Vaccinations have been a point of contentious debate for several years now with many parents opting not to have their children vaccinated. As a result, there have been numerous reports of measles all across the country. While this may alarm many Americans, one lawmaker isn’t too concerned about it because he says we have antibiotics to handle the issue.
When speaking to the Texas Observer, Texas state Rep. Bill Zedler explained how he had measles as a young child and he survived.
“They want to say people are dying of measles,” Zedler said. “Yeah, in third-world countries they’re dying of measles. Today, with antibiotics and that kind of stuff, they’re not dying in America.”
Sadly though, it seems Zedler isn’t as savvy in the medical field as he may be in politics as it’s common knowledge that antibiotics do not affect viruses such as measles. instead, they are used to help fight bacterial infections.
This ever-growing trend of parents not vaccinating their children is clearly evident as 17 states allow children to attend school without vaccinations. According to the National Conference of State Legislatures, exemptions from vaccinations include “personal, moral or other beliefs.”
The Hill reported that only two to five percent of children vaccinated will contract measles within the first 12 months. However, according to the Washington Post, there have been 159 cases of measles throughout the nation this year.

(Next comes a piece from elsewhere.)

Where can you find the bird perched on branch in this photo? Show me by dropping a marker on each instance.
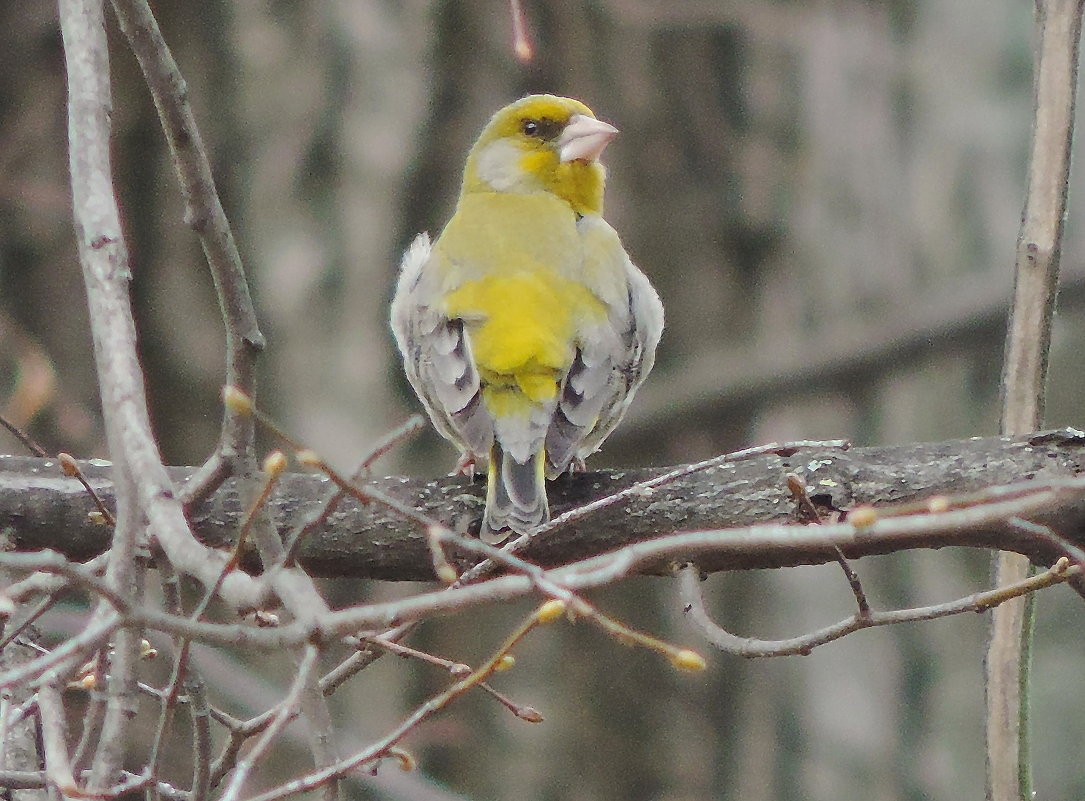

To the surprise of many, 68 of those reports were found in Washington State. As previously mentioned, Washington State is one of the states that allow exemptions from vaccinations.
Lawmakers in many states are looking at the possibility of removing the exemption option, which in turn, would force all children to vaccinated before they could attend public schools. On the other end of the spectrum as noted earlier, Texas feels there is no cause for alarm. Texas has confirmed only eight cases of a measle outbreak.
Zedler, along with other lawmakers, is considering purposing a bill that would make it easier for parents to exempt their children from vaccines to attend school.